Sexism in science?

An editorial published last week in the top journal Nature asks how we can improve the representation of women in science and publishing research (Nature’s sexism, 21 November 2012). The editorial took the view that the proportion of women publishing news and empirical papers in the journal has been too low, and also mentions research showing that there may be discrimination in hiring and salary for academic positions.

What’s holding women back from
the top jobs in science and research?
Photo: © Racnus | 
Stock Free Images

The article comes to a conclusion that academics and editors of journals should be making a conscious effort to address this imbalance.

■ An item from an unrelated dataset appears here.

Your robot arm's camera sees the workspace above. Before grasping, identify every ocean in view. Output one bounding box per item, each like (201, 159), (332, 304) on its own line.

I want to know if you agree with this approach.

But before you form an opinion, I want to point out that this editorial specifically mentions that they considered factors that might lead to the imbalance, such as women taking time off to have children, women being less aggressive or assertive in asking for raises, women being asked to do academic tasks other than writing and publishing (like being on committees), and they still believe that there is an unfair discrimination even after taking all that into account. They also emphasize that they do not believe anyone should publish a paper that is inferior to another paper simply because it was written by a woman, nor should they employ people who aren’t qualified just because they are women.

So keeping those things in mind, do you agree with their approach of trying to consciously consider women more in science roles? Is that even compatible with all of the other factors mentioned above?